How does one decide between paying off student loans and saving for retirement? Both are solid goals, both are keys to increasing wealth, but which one should take priority?
Without fail, most financial professionals will have you contribute first to your company’s 401(k), especially if it comes with a company match. It is, in essence, free money and the best instant rate of return you will likely ever get. But even without the company match, in most cases it is probably a better idea to max out your retirement plan and invest in other retirement vehicles before paying down student loans.
It is still important to make the minimum payments on your student loans, of course, but the interest rates are usually quite low, making the interest savings minimal compared to the interest earned on investing your money elsewhere for the long haul. In addition, there are often tax breaks on the interest paid on student loans, further decreasing the true cost of the loans.

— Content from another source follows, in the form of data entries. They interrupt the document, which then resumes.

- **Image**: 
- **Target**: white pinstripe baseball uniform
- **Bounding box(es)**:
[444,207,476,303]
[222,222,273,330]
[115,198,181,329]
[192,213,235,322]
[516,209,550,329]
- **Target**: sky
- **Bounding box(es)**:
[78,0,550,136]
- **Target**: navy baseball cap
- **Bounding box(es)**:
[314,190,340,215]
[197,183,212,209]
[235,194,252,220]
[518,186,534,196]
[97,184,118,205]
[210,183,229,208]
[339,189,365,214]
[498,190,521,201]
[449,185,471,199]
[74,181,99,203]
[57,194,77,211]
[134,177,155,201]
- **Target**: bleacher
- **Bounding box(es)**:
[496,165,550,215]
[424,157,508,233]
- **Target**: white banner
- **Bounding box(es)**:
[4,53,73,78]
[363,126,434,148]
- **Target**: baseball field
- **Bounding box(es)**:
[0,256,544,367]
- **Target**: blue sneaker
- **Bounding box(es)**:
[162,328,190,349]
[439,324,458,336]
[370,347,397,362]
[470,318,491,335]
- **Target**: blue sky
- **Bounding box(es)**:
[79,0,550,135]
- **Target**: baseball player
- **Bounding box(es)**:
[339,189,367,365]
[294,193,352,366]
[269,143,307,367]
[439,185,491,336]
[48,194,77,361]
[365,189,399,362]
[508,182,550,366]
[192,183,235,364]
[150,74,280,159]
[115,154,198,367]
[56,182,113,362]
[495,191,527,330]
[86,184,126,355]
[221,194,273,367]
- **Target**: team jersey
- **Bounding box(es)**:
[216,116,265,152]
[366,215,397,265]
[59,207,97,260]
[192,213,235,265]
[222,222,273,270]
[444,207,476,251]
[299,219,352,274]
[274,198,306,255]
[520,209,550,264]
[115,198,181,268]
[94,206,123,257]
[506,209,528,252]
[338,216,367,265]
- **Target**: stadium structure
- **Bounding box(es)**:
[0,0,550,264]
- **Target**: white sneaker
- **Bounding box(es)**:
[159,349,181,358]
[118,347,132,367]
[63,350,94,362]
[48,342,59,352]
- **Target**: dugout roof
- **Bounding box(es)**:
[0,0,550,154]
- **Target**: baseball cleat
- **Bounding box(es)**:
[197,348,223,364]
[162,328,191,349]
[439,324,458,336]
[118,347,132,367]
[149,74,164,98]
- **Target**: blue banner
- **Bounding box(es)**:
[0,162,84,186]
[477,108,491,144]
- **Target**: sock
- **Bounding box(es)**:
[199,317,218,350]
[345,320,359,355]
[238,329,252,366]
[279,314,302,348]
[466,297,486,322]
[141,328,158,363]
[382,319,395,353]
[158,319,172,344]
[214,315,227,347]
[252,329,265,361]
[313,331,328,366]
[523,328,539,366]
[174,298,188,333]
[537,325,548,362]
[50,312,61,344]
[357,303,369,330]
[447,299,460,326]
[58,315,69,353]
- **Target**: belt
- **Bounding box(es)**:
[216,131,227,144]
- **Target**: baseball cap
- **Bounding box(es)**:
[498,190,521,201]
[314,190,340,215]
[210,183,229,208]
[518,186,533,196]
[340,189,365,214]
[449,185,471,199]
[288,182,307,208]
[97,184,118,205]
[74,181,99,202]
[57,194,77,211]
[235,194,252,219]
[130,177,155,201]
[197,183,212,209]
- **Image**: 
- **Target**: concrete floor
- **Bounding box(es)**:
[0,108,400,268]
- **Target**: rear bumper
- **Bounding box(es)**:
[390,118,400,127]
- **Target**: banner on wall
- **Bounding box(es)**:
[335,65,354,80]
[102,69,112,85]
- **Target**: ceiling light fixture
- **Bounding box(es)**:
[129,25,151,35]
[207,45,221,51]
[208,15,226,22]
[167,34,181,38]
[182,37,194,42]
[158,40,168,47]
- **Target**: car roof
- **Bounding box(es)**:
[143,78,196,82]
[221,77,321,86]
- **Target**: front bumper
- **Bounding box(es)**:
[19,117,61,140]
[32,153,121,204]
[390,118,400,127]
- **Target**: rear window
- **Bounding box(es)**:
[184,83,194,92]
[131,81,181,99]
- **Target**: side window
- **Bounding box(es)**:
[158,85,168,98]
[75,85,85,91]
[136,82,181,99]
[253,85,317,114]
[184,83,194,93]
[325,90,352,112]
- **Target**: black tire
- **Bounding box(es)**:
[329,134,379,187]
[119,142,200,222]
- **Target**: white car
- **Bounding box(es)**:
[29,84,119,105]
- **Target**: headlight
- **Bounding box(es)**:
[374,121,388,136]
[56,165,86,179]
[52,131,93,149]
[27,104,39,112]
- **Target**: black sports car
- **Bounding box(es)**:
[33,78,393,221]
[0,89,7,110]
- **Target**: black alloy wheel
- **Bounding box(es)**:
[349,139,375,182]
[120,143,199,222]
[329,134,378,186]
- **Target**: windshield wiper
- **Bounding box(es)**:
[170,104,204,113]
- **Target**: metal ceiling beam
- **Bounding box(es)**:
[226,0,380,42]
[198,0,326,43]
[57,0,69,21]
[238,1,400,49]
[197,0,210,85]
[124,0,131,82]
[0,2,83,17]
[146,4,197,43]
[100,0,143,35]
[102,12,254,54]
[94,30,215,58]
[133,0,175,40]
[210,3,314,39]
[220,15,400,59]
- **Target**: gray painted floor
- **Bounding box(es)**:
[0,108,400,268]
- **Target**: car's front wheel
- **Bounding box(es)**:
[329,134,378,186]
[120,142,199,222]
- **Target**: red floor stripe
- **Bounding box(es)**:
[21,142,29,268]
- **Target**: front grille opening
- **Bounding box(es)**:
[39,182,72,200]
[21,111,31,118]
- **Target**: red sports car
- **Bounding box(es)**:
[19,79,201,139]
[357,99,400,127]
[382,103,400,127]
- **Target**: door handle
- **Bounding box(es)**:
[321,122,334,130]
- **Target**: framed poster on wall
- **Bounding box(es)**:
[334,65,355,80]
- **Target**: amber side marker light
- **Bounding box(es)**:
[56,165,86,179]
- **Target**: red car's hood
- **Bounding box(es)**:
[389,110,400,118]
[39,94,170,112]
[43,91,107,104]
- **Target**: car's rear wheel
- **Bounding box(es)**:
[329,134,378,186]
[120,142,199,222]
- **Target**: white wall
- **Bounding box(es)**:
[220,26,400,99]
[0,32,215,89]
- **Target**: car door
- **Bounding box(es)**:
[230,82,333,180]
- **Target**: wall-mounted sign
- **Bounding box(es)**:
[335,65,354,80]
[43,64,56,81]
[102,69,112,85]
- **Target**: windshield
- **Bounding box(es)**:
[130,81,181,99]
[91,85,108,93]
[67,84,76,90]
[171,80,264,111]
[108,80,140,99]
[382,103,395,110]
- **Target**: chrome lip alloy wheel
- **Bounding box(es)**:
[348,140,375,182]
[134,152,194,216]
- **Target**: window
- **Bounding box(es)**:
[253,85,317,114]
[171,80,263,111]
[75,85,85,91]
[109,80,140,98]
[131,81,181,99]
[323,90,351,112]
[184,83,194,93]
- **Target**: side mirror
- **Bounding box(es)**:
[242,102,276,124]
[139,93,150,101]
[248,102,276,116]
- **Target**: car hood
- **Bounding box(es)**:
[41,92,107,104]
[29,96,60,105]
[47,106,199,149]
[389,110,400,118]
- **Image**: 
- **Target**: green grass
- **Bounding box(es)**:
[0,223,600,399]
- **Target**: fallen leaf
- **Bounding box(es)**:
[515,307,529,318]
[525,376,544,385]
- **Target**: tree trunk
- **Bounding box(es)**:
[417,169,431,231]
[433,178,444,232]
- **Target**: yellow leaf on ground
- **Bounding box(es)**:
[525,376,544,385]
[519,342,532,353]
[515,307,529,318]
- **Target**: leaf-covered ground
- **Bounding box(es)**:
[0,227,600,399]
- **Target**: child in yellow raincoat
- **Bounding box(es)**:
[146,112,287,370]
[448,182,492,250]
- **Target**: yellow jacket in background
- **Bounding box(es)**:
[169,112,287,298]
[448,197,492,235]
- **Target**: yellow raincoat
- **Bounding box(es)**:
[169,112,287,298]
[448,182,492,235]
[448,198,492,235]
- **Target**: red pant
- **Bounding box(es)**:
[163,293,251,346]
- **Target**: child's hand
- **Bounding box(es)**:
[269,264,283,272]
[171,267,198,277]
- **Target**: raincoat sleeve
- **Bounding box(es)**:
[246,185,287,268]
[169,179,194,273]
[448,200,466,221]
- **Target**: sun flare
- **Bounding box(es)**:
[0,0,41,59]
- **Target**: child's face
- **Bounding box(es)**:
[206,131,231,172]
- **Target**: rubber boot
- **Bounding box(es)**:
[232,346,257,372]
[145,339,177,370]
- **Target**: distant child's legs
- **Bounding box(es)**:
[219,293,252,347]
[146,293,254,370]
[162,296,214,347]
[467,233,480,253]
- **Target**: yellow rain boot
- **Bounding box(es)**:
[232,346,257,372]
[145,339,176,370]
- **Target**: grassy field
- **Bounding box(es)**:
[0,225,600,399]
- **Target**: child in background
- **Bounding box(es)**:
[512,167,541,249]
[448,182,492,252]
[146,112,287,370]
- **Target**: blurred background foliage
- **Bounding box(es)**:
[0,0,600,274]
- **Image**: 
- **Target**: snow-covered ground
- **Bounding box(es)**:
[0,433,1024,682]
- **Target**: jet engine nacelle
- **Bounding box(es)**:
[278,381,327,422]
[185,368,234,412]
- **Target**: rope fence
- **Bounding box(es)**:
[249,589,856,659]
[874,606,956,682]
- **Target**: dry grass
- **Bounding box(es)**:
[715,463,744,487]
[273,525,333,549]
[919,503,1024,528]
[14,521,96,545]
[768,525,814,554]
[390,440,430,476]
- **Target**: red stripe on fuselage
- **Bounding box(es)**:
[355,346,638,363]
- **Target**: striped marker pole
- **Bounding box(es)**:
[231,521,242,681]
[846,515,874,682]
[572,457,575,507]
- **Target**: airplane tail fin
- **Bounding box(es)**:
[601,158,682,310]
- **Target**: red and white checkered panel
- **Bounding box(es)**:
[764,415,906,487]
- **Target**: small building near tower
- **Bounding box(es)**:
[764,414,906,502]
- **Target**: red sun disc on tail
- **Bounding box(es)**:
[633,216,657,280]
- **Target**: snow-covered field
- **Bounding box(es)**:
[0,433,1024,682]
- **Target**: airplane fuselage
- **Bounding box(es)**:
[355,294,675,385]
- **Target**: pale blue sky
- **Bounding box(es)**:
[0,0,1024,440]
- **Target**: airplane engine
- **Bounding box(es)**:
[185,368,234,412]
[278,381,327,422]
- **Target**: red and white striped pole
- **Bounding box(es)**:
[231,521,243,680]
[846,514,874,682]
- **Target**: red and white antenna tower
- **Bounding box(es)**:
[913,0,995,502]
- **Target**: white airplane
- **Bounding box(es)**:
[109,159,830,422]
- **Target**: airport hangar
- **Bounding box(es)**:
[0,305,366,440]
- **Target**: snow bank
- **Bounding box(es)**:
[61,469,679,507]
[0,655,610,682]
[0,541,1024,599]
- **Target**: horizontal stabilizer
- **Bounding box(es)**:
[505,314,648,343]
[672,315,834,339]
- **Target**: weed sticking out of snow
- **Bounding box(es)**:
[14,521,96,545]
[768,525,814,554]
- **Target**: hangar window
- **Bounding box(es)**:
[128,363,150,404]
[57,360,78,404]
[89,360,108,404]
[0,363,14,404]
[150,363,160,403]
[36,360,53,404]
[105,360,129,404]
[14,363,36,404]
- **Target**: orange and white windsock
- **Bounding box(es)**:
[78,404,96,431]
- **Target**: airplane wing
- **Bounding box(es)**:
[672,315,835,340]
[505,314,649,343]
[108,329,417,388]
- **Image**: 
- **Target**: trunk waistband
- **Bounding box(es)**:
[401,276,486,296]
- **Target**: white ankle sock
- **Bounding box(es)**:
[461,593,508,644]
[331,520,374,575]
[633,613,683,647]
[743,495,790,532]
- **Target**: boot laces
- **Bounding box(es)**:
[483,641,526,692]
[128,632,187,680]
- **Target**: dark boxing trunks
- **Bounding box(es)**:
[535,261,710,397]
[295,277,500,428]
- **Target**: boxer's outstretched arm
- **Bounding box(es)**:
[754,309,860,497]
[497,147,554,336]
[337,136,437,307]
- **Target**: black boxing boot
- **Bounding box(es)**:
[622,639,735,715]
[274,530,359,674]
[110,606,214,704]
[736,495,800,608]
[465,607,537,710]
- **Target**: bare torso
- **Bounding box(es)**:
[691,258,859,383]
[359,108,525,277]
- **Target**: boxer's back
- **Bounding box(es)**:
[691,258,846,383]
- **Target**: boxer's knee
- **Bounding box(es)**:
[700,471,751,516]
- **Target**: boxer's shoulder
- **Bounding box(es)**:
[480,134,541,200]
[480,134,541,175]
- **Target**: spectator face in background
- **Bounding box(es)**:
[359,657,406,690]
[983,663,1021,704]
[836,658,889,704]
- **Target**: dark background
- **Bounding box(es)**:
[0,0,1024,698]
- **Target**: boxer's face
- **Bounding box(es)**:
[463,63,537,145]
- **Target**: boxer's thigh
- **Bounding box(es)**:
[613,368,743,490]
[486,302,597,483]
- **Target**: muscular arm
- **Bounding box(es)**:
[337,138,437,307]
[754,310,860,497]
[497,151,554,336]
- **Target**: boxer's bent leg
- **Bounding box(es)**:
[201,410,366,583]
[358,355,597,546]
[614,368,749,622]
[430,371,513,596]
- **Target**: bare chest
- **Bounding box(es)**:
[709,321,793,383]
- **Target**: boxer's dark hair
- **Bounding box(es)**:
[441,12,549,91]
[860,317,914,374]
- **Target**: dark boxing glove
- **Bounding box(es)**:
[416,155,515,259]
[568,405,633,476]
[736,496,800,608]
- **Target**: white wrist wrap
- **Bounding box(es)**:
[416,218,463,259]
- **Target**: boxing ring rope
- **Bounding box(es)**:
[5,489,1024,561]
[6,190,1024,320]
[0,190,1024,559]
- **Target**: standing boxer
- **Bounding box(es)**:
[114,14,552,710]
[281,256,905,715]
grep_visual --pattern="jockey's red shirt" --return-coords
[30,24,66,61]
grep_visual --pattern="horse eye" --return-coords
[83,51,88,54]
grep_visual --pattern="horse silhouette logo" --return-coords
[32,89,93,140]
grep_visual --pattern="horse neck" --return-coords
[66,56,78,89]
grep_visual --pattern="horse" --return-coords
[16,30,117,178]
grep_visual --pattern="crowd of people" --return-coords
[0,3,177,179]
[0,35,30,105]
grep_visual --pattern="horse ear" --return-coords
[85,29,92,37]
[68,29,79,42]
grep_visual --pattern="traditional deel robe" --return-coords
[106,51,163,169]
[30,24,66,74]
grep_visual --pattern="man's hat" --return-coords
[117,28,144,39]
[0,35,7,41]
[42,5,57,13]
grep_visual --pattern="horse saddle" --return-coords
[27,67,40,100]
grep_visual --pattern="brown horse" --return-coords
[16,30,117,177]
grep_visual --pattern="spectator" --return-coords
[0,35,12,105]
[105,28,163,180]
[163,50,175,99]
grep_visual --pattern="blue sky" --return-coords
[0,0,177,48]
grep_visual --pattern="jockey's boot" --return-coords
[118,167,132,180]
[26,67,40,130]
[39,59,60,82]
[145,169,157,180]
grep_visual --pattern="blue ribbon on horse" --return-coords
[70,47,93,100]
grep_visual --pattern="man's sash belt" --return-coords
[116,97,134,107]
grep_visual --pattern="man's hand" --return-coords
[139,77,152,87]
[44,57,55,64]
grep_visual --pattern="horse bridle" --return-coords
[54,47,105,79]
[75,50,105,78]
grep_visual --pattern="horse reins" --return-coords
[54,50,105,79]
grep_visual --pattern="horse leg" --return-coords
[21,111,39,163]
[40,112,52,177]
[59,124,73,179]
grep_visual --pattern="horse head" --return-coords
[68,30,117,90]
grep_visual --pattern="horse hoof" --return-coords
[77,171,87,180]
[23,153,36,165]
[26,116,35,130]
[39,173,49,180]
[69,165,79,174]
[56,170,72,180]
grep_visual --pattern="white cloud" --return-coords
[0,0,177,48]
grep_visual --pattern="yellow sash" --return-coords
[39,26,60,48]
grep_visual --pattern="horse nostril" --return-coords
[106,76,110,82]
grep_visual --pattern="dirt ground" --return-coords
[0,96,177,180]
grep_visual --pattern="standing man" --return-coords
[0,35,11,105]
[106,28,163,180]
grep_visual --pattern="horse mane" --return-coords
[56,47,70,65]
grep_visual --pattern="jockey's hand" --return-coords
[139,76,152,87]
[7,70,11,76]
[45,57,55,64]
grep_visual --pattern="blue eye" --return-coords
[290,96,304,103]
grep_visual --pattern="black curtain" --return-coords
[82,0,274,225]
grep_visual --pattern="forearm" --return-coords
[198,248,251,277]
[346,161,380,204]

That being said, paying off student loans reduces and ultimately eliminates interest payments, which is essentially a guaranteed rate of return, something that hardly exists in the financial world. In addition, eliminating debt has psychological implications as well. Sometimes our peace of mind is just as important as making sure the math adds up!
So in summary, you can accomplish both goals at the same time; however, if you have to choose, focus on retirement, specifically the 401(k) company match. But there is no “wrong” way to go about this. If you feel better about paying off your student loans, that is ok, as long as you don’t leave retirement savings in the rearview mirror.